Facebook is training its AI by using the hashtags you add on your Instagram photos. At the F8 developer conference, Facebook revealed how it is using Instagram images and hashtags to train its object recognition models. The social media giant said it used hundreds of graphics processors to organise 3.5 billion images and 17,000 hashtags and created machine learning models that can beat top-of-the-line industry benchmarks.
The crux of this approach, Facebook says, is using existing, public, user-supplied hashtags as labels instead of manually categorising each picture. By training its computer vision system with a 1 billion-image version of the data set, Facebook claims to have achieved a record-high score of 85.4 percent accuracy on ImageNet, a benchmarking tool.
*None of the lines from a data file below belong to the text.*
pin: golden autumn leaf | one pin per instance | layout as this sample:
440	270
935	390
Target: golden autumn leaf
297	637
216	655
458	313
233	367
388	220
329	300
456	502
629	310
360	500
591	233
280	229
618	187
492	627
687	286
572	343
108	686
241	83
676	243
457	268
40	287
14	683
"We rely almost entirely on hand-curated, human-labelled data sets. If a person hasn't spent the time to label something specific in an image, even the most advanced computer vision systems won't be able to identify it," said Mike Schroepfer, Facebook's chief technology officer.
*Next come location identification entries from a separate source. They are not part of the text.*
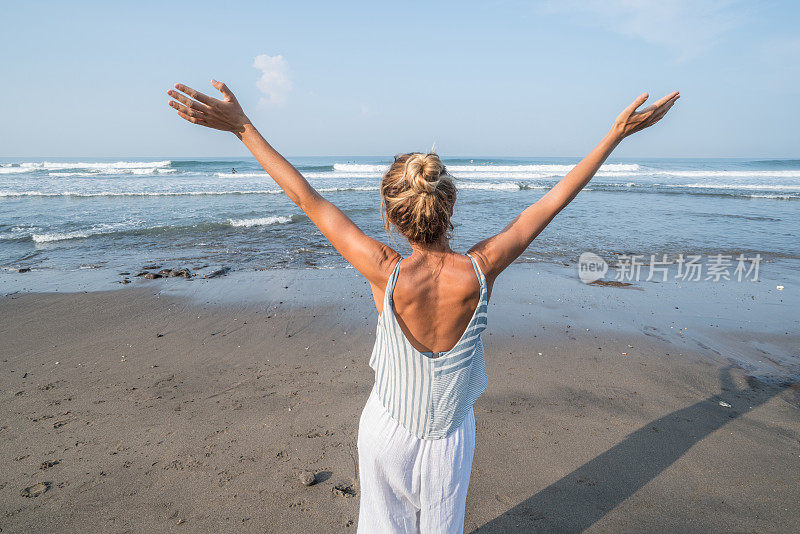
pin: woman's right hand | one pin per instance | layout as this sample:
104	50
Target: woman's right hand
226	114
631	121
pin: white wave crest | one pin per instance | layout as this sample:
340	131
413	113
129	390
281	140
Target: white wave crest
80	234
261	221
360	168
755	187
131	167
732	174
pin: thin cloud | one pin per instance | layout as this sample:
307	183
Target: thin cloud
687	28
275	81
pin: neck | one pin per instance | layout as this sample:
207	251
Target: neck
438	248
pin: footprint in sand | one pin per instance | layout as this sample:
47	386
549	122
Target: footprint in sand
35	490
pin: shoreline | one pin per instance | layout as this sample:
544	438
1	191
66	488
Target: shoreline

The issue with this approach is determining which hashtags are relevant to the content in the images. There could be several reasons why a person would add a tag, but all of them may not necessarily indicate objects in the image. In order to filter such data out, Facebook also created its own system that prioritises relevant content, a move to create what it calls the 'large-scale hashtag prediction model.'
In the future, Facebook is also planning to find other ways to use hashtags as labels for computer vision. Those could include using AI to understand video footage or to change how an image is ranked in Facebook feeds. Also, hashtags could help systems to recognise when an image falls under not only a general category but also a more specific subcategory.
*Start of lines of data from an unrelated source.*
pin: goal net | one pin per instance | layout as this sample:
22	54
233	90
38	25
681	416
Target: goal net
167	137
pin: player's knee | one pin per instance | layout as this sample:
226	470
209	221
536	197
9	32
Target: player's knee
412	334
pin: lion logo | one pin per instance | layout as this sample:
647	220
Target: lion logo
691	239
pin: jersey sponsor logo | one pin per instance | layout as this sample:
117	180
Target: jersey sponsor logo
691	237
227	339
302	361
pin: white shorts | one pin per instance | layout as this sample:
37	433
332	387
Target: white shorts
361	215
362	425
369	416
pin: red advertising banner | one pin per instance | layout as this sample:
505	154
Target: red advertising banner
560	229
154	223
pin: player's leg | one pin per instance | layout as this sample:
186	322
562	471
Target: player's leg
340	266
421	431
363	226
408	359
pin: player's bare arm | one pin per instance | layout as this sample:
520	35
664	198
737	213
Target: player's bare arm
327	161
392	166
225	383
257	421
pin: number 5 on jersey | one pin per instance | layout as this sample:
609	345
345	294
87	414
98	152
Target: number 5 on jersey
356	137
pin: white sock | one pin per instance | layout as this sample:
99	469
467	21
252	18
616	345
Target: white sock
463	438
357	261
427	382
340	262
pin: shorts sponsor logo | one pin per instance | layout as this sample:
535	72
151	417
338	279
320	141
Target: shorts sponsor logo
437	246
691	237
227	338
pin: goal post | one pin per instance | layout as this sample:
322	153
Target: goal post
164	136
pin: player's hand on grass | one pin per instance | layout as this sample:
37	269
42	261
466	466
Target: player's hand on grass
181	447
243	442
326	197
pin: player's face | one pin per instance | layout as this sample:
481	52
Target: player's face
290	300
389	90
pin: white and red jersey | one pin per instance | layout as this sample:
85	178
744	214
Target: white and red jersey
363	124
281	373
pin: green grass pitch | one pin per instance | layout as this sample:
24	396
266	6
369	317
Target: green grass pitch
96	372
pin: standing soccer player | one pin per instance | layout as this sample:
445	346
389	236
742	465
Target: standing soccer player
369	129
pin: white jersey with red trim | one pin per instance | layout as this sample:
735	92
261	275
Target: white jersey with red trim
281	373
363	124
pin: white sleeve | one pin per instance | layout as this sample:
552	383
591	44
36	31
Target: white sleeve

Notably, Facebook is only using object-based data right now, and may not be trying to draw inferences about user behavior from the images. Technically, Facebook has managed to achieve an impressive feat by effectively organising such huge amounts of data and turning it into a useful software tool. However, it might raise some eyebrows especially amid the crisis that unfolded in recent weeks over the sharing of personal user data.